As predicted, North Korea’s account of this week’s Yellow Sea battle is jarringly at odds with what the South reports:
When the [North Korean] patrol boat was sailing back after confirming the object at about 11: 20 a group of warships of the south Korean forces chased it and perpetrated such a grave provocation as firing at it.
The patrol boat of the north side, which has been always combat-ready, lost no time to deal a prompt retaliatory blow at the provokers. Much flurried by this, the group of warships of the south Korean forces hastily took to flight to the waters of their side. [KCNA]
Today, the North is doing what it does best: issuing vague threats in stilted, unintentionally comical language. Sure, you could read the AP’s translation of it, but how much fun would that be? For the full effect, you just can’t beat the original:
The south Korean forces will be forced to pay dearly for the grave armed provocation perpetrated by them in the waters of the north side in the West Sea of Korea on November 10. This warning is served by papers Thursday in signed commentaries.

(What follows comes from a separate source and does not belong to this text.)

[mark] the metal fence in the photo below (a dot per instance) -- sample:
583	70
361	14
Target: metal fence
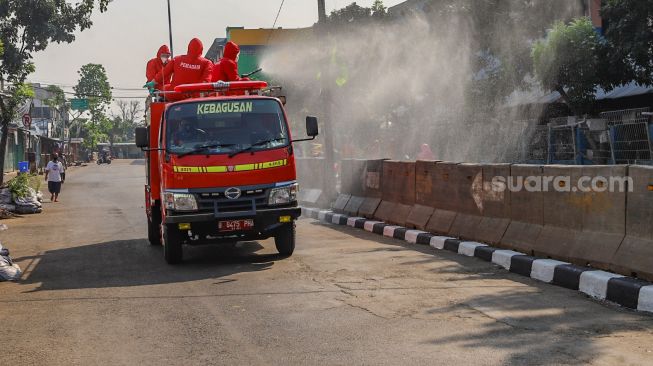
617	137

Rodong Sinmun observes: The south Korean military authorities are now making much fuss in a bid to mislead the public opinion, describing the proper measure for self-defence taken by the north against a group of warships of the south Korean forces as “the third skirmish in the West Sea.” This is like a thief crying “Stop the thief!” [….]
The artillery pieces of the KPA convinced of justice and afire with hatred are now leveled at the provokers. The south Korean military had better face up to the trend of the times and behave itself. Minju Joson urges the south Korean military authorities to stop digging their own graves, make an apology to the nation for the armed provocation and take a responsible measure against the recurrence of the similar case. [KCNA]
“Our unchanged principle is no forgiveness and merciless punishment for warmongers who infringe upon our republic’s dignity and sovereignty,” said the Rodong Sinmun newspaper. It did not specify how the North would punish the South. [Washington Post, Blaine Harden]
“Warmongers will be forced to pay a costly price,” the North’s main Rodong Sinmun newspaper said Thursday in a commentary carried by the official Korean Central News Agency. “We never utter empty words.” [AP, Kwang-Tae Kim]
President Bush removed North Korea from the list of state sponsors of terrorism on October 11, 2008. Discuss among yourselves.
Just in case you thought North Korea had established a monopolistic supremacy in imaginative analysis, the Hankyoreh cites “experts” who warn that the Yankees (whose nearest significant naval presence is at Chinhae, on the opposite side of the country) might get involved. Reading further, however, the report only names one of the “experts,” a China expert at a place called Sungkyunkwan University. Whomever the august strategists on the Hanky’s shadow war cabinet are — my money says they’re third-year Peace Studies majors at Kwangju University — their advice is to tie the hands of the commanders. Yi Sun Shin could not be reached for comment.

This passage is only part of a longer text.